Teilhabe ist kein Kampfsport

von Selim Özdoğan

Wenn am Samstag in der ARD die Sportschau lief, wurde im zweiten Programm zeitgleich die Serie Kung Fu ausgestrahlt. Alle vierzehn Tage verzichtete mein Vater auf die Sportschau und wir schauten gemeinsam die Serie. David Carradine spielt einen Mann namens Caine, der Mitte des 19 Jahrhunderts als Waise in China einem Shaolin-Kloster aufwächst und dort in Kampfkunst unterrichtet wird. Als er einen Adeligen tötet, muss er fliehen. So kommt Caine nach Amerika, spricht meist wenig, erinnert sich an die Weisheiten seiner Ausbildung und strahlt Gleichmut aus. Gegen Ende der Folge gilt es dann meist, ein Leben zu verteidigen und Caine zeigt seine Kampfkunst. Ich mochte diesen scheinbar passiven, schweigsamen Helden, der während seiner Ausbildung etwas in sich gefunden hatte, das die wenigsten fanden. Viele Jahre vergingen, bevor ich verstand, was mein Vater da für mich und für uns getan hatte. Und es vergingen noch viel mehr Jahre, bis ich erkennen konnte, was die Serie sichtbar machte, ohne es zu wollen.
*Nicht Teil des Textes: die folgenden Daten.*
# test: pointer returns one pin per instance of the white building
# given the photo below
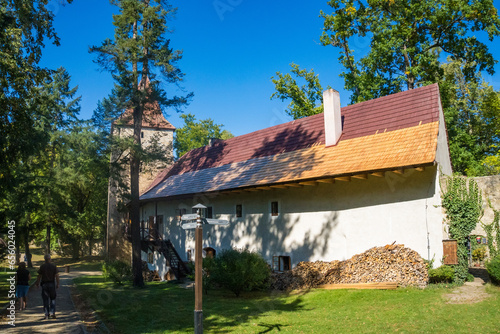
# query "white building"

Es gibt unterschiedliche Ansichten darüber, ob Bruce Lee an der Entwicklung der Serie beteiligt war. Seine Frau Linda Lee Cadwell schreibt, dass er ein Konzept entworfen hatte, in dem ein Kung Fu Meister in einem amerikanischen Wild-West-Szenario Abenteuer erlebt.  Andere sehen Ed Spielmann als Urheber der Serie. Gesichert ist, das Bruce Lee im Gespräch für die Hauptrolle war. Darüber, warum die Rolle dann anders besetzt worden ist, gibt es wieder verschiedene Ansichten. Ob es an seinem Akzent lag, an seinem Aussehen oder seiner Körpergröße ist irrelevant. Nirgendwo werden seine schauspielerischen Fähigkeiten oder gar seine Kampfkunst in Frage gestellt.

Er selbst sagte dazu: „Sie denken, dass es geschäftlich ein Risiko darstellt. [Ihm die Hauptrolle zu geben] Ich mache ihnen keine Vorwürfe. Wenn die Situation umgekehrt wäre und ein amerikanischer Star nach Hongkong kommen würde und ich der Mann mit dem Geld wäre, hätte ich meine eigenen Bedenken, ob die Akzeptanz da wäre.“
Ich denke, Bruce Lee ließ sich hier blenden: Ausgrenzung sieht nicht besser aus, wenn sie sich den Mantel der Wirtschaftlichkeit überzieht, nur versteckter vielleicht. Egal, wie die exakte Motivation für die Nichtbesetzung ausgesehen haben mag, hat sie ohne Zweifel etwas mit Bruce Lees Herkunft und Aussehen zu tun. Ausgrenzung aufgrund ethnisch gelesener Merkmale nennen wir Rassismus.

Diese Ausgrenzung wird durch den Inhalt der Serie kontrastiert. Die Diskriminierung chinesischer Einwanderer im Wilden Westen, die Bedingungen, unter denen sie beim Bau der Eisenbahn arbeiteten, das Unrecht, das sie erleiden, das Verbot der Einwanderung ostasiatischer Frauen, das alles wird in der Serie thematisiert und angeprangert. Man kann sagen, dass ein Bewusstsein für den damaligen Rassismus geschaffen wird. Nebenbei bekommt der Zuschauer einen Einblick in eine chinesische Lebenswelt, deren Werte, Traditionen und Philosophie. Auf der Oberfläche, der Serie, sieht es deswegen so aus, als wäre man ganz klar gegen Ausgrenzung. (Dass die Indigenen stereotyp dargestellt werden und dass alle anderen gegen sie zusammenhalten, spare ich hier aus.)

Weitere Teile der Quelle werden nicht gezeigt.